What’s the right kind, you ask? According to Prinstein, it’s interactions and relationship-building “characterized by support, emotional intimacy, disclosure, positive regard, reliable alliance (e.g., ‘having each other’s backs’), and trust.”
Research suggests that young people form and maintain friends online. These relationships often afford opportunities to interact with a more diverse peer group than offline, and the relationships are close and meaningful and provide important support to youth in times of stress.
Prinstein said, when teens viewed these same illegal and/or dangerous behaviors on social media alongside icons suggesting they’d been “liked” by others, the part of the brain that keeps us safe stopped working as well, “suggesting that the ‘likes’ may reduce youths’ inhibition (i.e., perhaps increasing their proclivity) towards dangerous and illegal behavior.”

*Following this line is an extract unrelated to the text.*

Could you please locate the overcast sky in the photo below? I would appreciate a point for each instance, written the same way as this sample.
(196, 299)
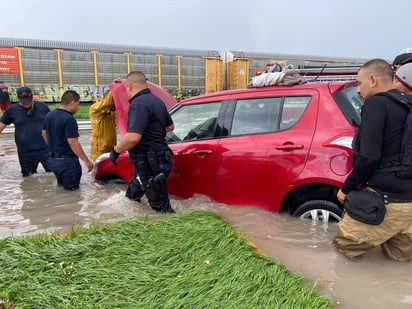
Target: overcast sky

It is believed that this content has grown on social media sites as a means of teaching young people how to engage in each behavior, how to conceal their activities from adults, and how to socially sanction those expressing a desire for less risky behavior.

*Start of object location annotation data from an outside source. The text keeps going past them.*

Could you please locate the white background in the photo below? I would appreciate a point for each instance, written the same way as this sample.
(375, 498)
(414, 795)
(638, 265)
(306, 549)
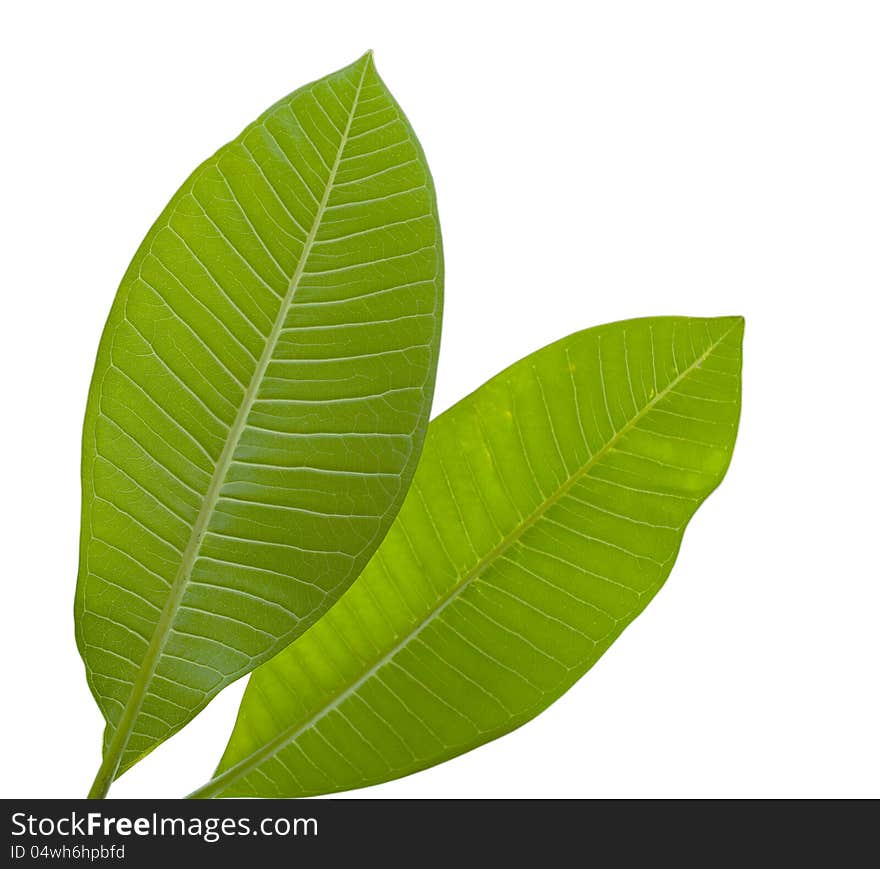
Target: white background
(594, 161)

“Research examining adolescents’ brains while on a simulated social media site, for example, revealed that when exposed to illegal, dangerous imagery, activation of the prefrontal cortex was observed suggesting healthy inhibition towards maladaptive behaviors,” Prinstein told lawmakers.

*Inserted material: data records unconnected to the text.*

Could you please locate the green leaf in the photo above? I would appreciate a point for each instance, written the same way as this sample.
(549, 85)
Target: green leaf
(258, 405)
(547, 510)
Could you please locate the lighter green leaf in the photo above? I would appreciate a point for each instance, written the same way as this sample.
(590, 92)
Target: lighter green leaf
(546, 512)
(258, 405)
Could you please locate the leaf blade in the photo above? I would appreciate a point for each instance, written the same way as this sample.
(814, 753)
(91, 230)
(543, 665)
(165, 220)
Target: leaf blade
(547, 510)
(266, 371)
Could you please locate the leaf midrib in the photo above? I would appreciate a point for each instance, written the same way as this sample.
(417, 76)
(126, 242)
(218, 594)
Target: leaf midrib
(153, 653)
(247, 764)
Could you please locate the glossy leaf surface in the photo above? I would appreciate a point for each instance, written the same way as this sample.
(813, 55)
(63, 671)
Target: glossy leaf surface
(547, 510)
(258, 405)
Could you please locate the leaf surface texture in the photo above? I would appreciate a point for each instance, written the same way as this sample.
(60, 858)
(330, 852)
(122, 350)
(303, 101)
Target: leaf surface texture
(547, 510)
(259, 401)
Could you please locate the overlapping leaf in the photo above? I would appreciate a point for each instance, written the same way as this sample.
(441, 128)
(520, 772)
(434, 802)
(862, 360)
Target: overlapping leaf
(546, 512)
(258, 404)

Prinstein warned lawmakers that “victimization, harassment, and discrimination against racial, ethnic, gender, and sexual minorities is frequent online and often targeted at young people. There is a high level of threats, threats, and self-harm on the social media of queer youth.
Brain scans show that online harassment can cause physical and mental health damage because of its effect on the same regions of the brain that respond to physical pain.
According to the Centers for Disease Control and Prevention, “youth who report any involvement with bullying behavior are more likely to report high levels of suicide-related behavior than youth who do not report any involvement with bullying behavior.”
A video of the assault on the 14-year-old girl in New Jersey was shared on social media and she took her own life.
Teens may find it hard to look like everyone else out there: the effects of social media exposure on self-esteem, weight management, and depression
Even adults feel it. We go onto social media and compare ourselves to everyone else out there, from the sunsets in our vacation pics to our waistlines – but especially our waistlines and how we look, or feel we should look, based on who’s getting “likes” and who’s not. For teens, the impacts of such comparisons can be amplified.
Exposure to this online content is associated with lower self-esteem among young people, according to psychological science. This exposure creates strong risk factors for eating disorders, unhealthy weight-management behaviors, and depression,” Prinstein testified.
Research shows that more than half of adolescents are on screens in the evening, and this can stop them from getting enough sleep. Poor sleep is associated with many problems, including bad mental health, poor performance in school, and trouble regulating stress. In other words, youths’ preoccupation with technology and social media may deleteriously affect the size of their brains,” Prinstein said.